EXTEND (ClinicalTrials.gov. Identifier: NCT00887328) is a randomized, multicentre, double-blinded, placebo-controlled phase III trial of intravenous thrombolysis with rt-PA in ischemic stroke patients (31). Treatment has to be initiated between 3 h (or 4.5 h depending on local practice) up to 9 h of symptom onset, or in case of wake-up stroke. For wake-up stroke, the midpoint between sleep onset (or last known to be normal) and time of waking-up must not exceed 9 h. Further clinical inclusion criteria include a National Institutes of Health Stroke Scale (NIHSS) score of 4–26. Patients are studied by MRI including diffusion and perfusion MRI or CT including CT-perfusion and randomized to either treatment with placebo or Alteplase (0.6 or 0.9 mg/kg bodyweight based on local practice) if they show a penumbral pattern on MRI or CT. Penumbral pattern is defined by infarct core volume <70 ml, perfusion lesion/infarct core mismatch ratio >1.2, and absolute mismatch >10 ml. For definition of the perfusion lesion Tmax >6 s for MRI and CT is used, while infarct core is defined using MRI diffusion imaging or CT-CBF imaging. The primary outcome measure is a favorable outcome defined by a score of 0–1 on the mRS at day 90. EXTEND aims to enroll 400 patients in Australia and in an accompanying study in international study sites (EXTEND international). There is a European companion study under preparation (ECASS 4-EXTEND-Europe), which will only use MRI for patient enrollment.

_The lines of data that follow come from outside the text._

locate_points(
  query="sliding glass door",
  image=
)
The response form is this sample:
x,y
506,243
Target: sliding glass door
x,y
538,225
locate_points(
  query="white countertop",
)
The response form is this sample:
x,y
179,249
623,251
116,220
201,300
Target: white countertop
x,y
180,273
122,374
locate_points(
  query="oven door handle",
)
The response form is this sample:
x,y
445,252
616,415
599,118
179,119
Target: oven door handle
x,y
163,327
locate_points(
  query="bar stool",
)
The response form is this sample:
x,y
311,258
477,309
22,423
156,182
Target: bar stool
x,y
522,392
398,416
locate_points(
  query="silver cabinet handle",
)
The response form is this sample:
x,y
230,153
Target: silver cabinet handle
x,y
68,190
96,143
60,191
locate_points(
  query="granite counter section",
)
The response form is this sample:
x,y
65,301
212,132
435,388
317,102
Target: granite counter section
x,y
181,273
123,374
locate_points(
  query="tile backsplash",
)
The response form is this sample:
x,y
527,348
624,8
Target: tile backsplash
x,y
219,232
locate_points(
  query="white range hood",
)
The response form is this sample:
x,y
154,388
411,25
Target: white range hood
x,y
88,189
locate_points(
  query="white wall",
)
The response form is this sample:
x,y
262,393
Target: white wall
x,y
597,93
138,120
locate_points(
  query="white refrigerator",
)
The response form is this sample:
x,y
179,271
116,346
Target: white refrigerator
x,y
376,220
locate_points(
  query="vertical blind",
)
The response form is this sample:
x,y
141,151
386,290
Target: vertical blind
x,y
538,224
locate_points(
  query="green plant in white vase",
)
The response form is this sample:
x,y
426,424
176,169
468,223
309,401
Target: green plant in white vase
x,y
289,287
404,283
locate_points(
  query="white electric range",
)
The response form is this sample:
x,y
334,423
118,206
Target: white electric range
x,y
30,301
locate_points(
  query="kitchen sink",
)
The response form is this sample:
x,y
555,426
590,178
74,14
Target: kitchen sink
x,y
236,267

WAKE-UP (ClinicalTrials.gov. Identifier: NCT01525290) is the first clinical trial to use the novel approach of DWI-FLAIR-mismatch to prospectively identify patients for thrombolysis. WAKE-UP is an investigator-initiated, interventional, randomized, double-blind, placebo-controlled, parallel-assignment, international, multi-center efficacy, and safety study (56). The aim of WAKE-UP is to test efficacy and safety of MRI-based intravenous thrombolysis with rt-PA (Alteplase) in patients with unknown symptom onset, e.g., patients waking-up with stroke symptoms who otherwise fulfill the approval criteria for intravenous thrombolysis in acute stroke. Patients fulfilling clinical inclusion and exclusion criteria will undergo MRI including DWI and FLAIR. They will be randomized 1:1 to either treatment or placebo if MRI is indicative of lesion age of less than 4.5 h, i.e., shows a DWI-FLAIR-mismatch. Clinical inclusion criteria include age between 18 and 80 years and a disabling neurological deficit. Primary efficacy endpoint is favorable outcome defined by a score of 0–1 on the mRS 90 days after stroke. Primary safety endpoints are Mortality and death or dependency 90 days after stroke. WAKE-UP plans to enroll 800 patients in 40–60 study sites in six European countries and has started recruitment in October 2012.

Conclusion

Patients waking-up with stroke symptoms represent a large group of stroke patients who are currently excluded from intravenous thrombolysis based on licensing criteria. Growing evidence from clinical and imaging studies suggests that a relevant proportion of patients with wake-up stroke might benefit from reperfusion treatment and be promising candidates for intravenous thrombolysis. Different imaging approaches have been suggested to select wake-up stroke patients for thrombolysis, including multiparametric CT and MRI. Approaches currently under investigation involve the identification of tissue at risk of infarction independent from time by penumbral imaging and the identification of patients within the approved time-window for thrombolysis by the concept of DWI-FLAIR-mismatch. Both approaches are currently tested in large randomized controlled trials. The results of these trials are expected to change clinical practice by making available effective and safe treatment for a large group of acute stroke patients currently excluded from specific acute treatment.

Conflict of Interest Statement

Götz Thomalla is the coordinating investigator of WAKE-UP and receives funding from the European Union Seventh Framework Programme [FP7/2007–2013] under grant agreement no: 278276 (WAKE-UP). D. Leander Rimmele has no conflicts of interest.